Attlee pour sa part a continué à diriger le parti travailliste dans l’opposition de 1951 à 1955. Cependant les élections de mai 1955 représentent une nouvelle défaite sévère, puisque les conservateurs réussissent à augmenter leur majorité, qui passe de dix-sept à cinquante-huit sièges.
En décembre 1955, Attlee abandonne le poste de leader du parti, où il est remplacé par Hugh Gaitskell* — un choix qui correspondait sans nul doute à ses préférences (le seul autre candidat possible étant Bevan*). Ainsi est confirmé le glissement à droite de la direction du mouvement travailliste, glissement amorcé dès 1945.

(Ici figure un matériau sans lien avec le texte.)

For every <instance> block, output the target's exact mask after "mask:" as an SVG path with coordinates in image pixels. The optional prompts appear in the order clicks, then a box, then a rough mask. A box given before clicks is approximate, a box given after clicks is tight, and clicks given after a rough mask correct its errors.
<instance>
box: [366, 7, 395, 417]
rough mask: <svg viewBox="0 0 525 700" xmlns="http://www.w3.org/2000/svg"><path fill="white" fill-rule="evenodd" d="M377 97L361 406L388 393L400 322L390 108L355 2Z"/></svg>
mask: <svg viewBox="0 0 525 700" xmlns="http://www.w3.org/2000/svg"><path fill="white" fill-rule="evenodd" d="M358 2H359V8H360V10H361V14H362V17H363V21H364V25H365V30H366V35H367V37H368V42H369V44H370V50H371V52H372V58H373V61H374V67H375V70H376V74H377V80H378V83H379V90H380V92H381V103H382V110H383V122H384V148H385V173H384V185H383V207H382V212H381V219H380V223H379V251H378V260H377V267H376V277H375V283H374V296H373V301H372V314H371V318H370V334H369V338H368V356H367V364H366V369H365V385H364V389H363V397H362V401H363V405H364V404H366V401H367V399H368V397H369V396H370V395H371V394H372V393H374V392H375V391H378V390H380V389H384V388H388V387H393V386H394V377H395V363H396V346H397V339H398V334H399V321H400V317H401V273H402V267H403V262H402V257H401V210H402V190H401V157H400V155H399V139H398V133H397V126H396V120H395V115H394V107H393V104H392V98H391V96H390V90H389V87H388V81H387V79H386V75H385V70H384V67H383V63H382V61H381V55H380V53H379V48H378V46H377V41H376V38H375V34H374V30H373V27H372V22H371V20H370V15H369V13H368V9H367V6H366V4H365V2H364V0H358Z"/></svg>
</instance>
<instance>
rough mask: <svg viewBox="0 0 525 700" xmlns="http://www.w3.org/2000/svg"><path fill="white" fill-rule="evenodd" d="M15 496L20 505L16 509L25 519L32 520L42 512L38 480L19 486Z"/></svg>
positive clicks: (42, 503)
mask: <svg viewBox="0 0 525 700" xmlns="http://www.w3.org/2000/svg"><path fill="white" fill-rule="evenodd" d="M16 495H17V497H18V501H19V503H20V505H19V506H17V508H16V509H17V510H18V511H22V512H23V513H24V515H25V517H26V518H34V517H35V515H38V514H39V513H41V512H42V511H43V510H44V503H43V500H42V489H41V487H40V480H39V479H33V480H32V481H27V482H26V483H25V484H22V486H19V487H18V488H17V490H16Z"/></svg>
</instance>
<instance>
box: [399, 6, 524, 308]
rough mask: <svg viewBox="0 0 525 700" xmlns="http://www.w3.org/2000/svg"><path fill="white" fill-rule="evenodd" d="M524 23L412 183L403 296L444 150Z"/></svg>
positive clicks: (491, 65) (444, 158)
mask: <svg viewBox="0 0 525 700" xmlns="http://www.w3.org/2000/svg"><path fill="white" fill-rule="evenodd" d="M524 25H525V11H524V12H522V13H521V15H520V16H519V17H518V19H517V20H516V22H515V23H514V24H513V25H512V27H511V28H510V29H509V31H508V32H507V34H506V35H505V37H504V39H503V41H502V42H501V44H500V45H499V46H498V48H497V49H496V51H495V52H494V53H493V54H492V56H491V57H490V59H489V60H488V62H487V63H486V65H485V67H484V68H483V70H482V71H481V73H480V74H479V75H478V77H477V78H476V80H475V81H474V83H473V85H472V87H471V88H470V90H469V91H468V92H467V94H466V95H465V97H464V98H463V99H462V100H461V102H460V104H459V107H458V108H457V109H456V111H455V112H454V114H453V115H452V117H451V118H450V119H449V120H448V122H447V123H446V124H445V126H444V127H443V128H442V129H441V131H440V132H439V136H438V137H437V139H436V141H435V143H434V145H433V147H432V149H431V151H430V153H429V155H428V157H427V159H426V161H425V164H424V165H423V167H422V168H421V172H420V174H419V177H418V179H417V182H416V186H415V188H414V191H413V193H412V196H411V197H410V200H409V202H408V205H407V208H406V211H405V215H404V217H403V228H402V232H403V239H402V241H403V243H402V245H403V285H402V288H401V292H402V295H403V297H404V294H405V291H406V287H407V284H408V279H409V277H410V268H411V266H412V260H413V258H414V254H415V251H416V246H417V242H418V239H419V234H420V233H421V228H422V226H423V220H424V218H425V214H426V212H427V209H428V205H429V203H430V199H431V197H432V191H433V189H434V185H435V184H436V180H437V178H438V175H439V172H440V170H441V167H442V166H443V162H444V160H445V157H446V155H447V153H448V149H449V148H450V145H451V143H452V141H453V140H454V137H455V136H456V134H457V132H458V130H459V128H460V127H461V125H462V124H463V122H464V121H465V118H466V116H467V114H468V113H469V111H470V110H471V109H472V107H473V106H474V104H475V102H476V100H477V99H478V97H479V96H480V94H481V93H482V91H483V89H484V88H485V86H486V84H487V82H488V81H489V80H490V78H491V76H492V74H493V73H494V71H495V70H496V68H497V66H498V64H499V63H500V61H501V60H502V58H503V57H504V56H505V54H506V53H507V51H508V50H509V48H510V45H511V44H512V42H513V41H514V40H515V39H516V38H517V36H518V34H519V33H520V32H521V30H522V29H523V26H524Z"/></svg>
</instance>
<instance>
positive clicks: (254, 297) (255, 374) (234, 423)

Peu après avoir quitté la direction du parti travailliste Attlee est élevé au rang de pair avec le titre de comte Attlee. Il se retire alors plus ou moins de la vie publique. À sa mort ses cendres ont été déposées à l’abbaye de Westminster.
Attlee avait publié en 1954 une autobiographie — assez discrète — intitulée (As It happened) « Comme c’est arrivé » D’autres souvenirs ont paru dans « Souvenir d’un Premier ministre » (A Prime Minister remembers), de Francis Williams en 1961. Attlee s’était marié en 1922 (Lady Attlee est morte en 1964). De cette union sont nés un fils et trois filles.

ŒUVRES PRINCIPALES : The Social Worker (Le Travailleur social), Londres, 1920, (en collaboration avec W.A. Robson). — The Town Councillor (Le conseiller municipal), Londres, 1925. — The Will and the Way to Socialism (Le socialisme : pourquoi et comment ?), Londres, 1935. — The Labour Party in Perspective (L’Avenir du parti travailliste), Londres, 1937. — Purpose and Policy : selected speeches (Dessein et politique : discours choisis), Londres, 1947. — The Labour Party in Perspective - and twelve years later (L’avenir du parti travailliste, douze ans plus tard), Londres 1949.

BIBLIOGRAPHIE : G. Allen Hutt, The Post-War History of the British Working Class, Londres, 1937. G. Clemens, The man from Limehouse : Clément Richard Attlee, Webster Groves, 1946. — R.H. Jenkins, Mr. Attlee : an intérim biography, Londres, 1948. — J.T. Murphy, Labour’s Big Three : A biographical study of Clement Attlee, Herbert Morrison and Ernest Bevin, Londres, 1948. — G.D.H. Cole, A History of the Labour Party from 1914, Londres, 1948. — C.L. Mowat, Britain between the Wars, Londres, 1955. — A Bullock, The Life and Times of Ernest Bevin, vol. 1, Londres, 1960, vol. 2, Londres, 1967. — R. Miliband, Parliamentary Socialism, Londres, 2e éd. 1973. — W. Golant, « The Early Political Thought of C.R. Attlee », Political Quarterly, XLI, 1970. — B. Donoughue, G.W. Jones, Herbert Morrison, Portrait of a Politician, Londres, 1973. — R. Rose, « Clement Attlee (1945-1951) » dans The Prime Ministers, H. van Thaï éd., vol. 2, 1975. — K. Harris, Attlee, Londres, 1982.